The Beat Goes On

We’d stalk each other in the underbrush. The guy who got smacked first lost the game. You knew when you were hit, too. It stung. But not for long.

***

Sometime around the age of ten or eleven, I sold subscriptions to Colliers and Liberty Magazines. I worked the entire neighborhood, not very successfully. The job didn’t pay a single dime. But they gave me a prize catalog. And I earned points towards a prize for each subscription that I sold.

One prize I earned that I had fun with was a ukulele. It came with full instructions for fingering the chords and it included a small-scale repertoire of songs.

My best rendition was a little depression era tune that became the theme song for many flat broke lovers:

T can’t give you anything but love, baby.
    Love’s the only thing I’ve plenty of, baby.”

***

Like most kids, I changed my mind countless times about what I wanted to be when I grew up. In ’31 or ‘32, with all the commotion about the new Empire State Building, I became enthusiastic about the world of architecture. I decided then and there I would grow up to be an architect.

When the Empire State Building officially opened, the New York celebration was broadcast by radio to millions of listeners. It even became a subject our teacher had us write about at school.

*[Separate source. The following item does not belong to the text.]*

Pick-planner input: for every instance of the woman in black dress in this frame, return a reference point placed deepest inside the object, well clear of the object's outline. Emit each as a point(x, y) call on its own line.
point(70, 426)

I got a good grade for a short paper I wrote that went something like this: “The world’s tallest building shoots straight up 1,050-feet. It has 85 floors and 67 elevators. On the roof is a 200-foot mooring mast for big dirigible airships like the Graf Zeppelin. I think it’s terrific.” What did I know about the future of dirigibles?

(In the early ‘30s, “aeronautical experts” predicted that dirigible airships would soon become the favored mode for crossing the Atlantic and the continent. The planners of the Empire State Building were looking ahead. All such predictions came tumbling down, however, when the Hindenberg exploded in flames in 1937.)

Building the Empire State Building in the face of the Great Depression was hailed as a symbolic triumph for the country. And for me, that exciting structure will always remain “the world’s tallest building.”